The Philippines and China: Two years since the PCA

Activists protest in front of the Chinese Consular office in Manila on 12 July, 2018, to mark the second anniversary of the UN-backed tribunal ruling in July 2016 saying there was no basis for China's claims to most of the South China Sea. (Noel Celis / AFP Photo)

Filipino citizens were caught by surprise yesterday as large banners saying “Welcome to the Philippines, Province of China” appeared on bridges throughout Manila and other cities. The banners popped up on the second anniversary of the Philippines’ legal victory against China at the Hague. Images of the banners were widely shared on social media, and the terms "province of China" and "South China Sea" were trending on Twitter.

The banners reveal a common sentiment among many Filipinos – that the Philippines are ceding too much ground to China in the South China Sea despite the ruling favouring them. Many have urged Rodrigo Duterte to take a tougher stance and assert the Philippines’ rights over its territory in the South China Sea.

The Republic of the Philippines vs The People's Republic of China

In 2013, the Philippines formally initiated arbitration proceedings against China. The Philippines argued that China’s historical claim on the territories within the "nine-dash line" was unlawful under the United Nations Convention on the Law of the Sea (UNCLOS). The tribunal under the Permanent Court of Arbitration (PCA) was long and drawn out with China refusing to participate.

Source: UNCLOS & CIA

On 12 July 2016, the tribunal ruled in favour of the Philippines, declaring China’s “claims to historic rights, or other sovereign rights or jurisdiction” related to the “nine-dash line” as unlawful. So much so that China’s activities there actually “exceed the geographic and substantive limits of China’s maritime entitlements”. The ruling also reaffirmed what territories in the South China Sea belong to which Southeast Asian countries. Under UNCLOS, coastal nations are entitled to exclusive 200 nautical mile economic zones from their shore baselines.

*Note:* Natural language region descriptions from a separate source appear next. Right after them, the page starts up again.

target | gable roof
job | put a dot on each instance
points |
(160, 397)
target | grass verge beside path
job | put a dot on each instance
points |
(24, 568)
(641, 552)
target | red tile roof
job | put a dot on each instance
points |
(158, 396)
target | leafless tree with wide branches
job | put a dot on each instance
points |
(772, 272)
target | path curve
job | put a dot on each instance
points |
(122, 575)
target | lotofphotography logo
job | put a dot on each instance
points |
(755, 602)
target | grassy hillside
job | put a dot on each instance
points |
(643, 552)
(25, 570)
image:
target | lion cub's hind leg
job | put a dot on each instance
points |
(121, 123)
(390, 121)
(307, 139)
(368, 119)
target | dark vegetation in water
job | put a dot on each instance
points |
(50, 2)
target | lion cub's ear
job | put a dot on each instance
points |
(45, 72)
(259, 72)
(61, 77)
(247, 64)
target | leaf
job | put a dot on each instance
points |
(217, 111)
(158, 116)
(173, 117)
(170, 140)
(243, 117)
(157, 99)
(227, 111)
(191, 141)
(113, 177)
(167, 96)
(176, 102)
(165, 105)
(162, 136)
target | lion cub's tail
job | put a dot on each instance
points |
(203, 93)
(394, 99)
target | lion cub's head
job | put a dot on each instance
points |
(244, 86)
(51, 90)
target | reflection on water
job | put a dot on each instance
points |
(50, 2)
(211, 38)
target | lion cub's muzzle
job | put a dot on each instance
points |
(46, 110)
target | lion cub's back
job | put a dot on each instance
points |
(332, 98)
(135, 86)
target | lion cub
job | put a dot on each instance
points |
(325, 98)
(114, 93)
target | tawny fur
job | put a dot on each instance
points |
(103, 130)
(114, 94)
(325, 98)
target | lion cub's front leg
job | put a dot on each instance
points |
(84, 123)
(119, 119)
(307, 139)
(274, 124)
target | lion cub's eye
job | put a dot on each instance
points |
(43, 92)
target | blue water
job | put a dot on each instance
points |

Many in the region saw the ruling as a watershed moment which would lead to a decrease in Chinese activities in the waters of the South China Sea.

However, that has not been the case. Despite the ruling, Chinese activity in the South China Sea has remained the same, if not, increased since then. China’s presence there has taken a more aggressive turn as aerial photos have revealed that it has been heavily militarising some islands in the South China Sea. According to the Center for Strategic and International Studies, China is building military bases with runways, aircraft hangars and communications facilities on these islands. For example, Mischief Reef – located 217 kilometres from the Philippines coast – is equipped with a 3,000-metre runway and hangar spaces for combat aircrafts.

Duterte’s pivot to China

The banners on display yesterday in Manila are indicative of Duterte’s relationship with China. Many would expect with the ruling favouring the Philippines and Duterte’s no nonsense style of leadership, the controversial leader would be outspoken against Chinese moves in the South China Sea. Instead, ever since coming into power, Duterte has warmed relations between the two countries.

Duterte’s attitude towards China and its activities in the West Philippines Sea has angered many. A survey by Filipino think tank Stratbase ADR Institute revealed that 73 percent of Filipinos want the Philippine government to assert its sovereignty claims. However, Duterte is unbothered by the outcry. Instead he continues to proceed to hold talks with China to carry out a joint-exploration for oil and gas in two territories in the South China Sea.

Duterte also probably sees China as an essential ally to help him fulfil his “Build! Build! Build!” infrastructure plans. The Build! Build! Build! initiative is estimated to cost the Philippines a massive US$180 billion, with 75 projects planned. Among them including Manila’s first subway system and a 102-kilometre railway in Mindanao. Over the past few years, China has been heavily investing in infrastructure in the region as part of its Belt and Road Initiative (BRI). Duterte needs China’s generosity and deep-pockets if he wants to make his ambitious plans a reality. Therefore, it is unlikely he will do anything to jeopardize his relationship with China over the South China Sea.

The speed of China’s militarisation of the South China Sea over the past two years has been nothing short of alarming. If the Philippines does not assert its sovereignty, it will endanger itself and ultimately the whole of ASEAN too.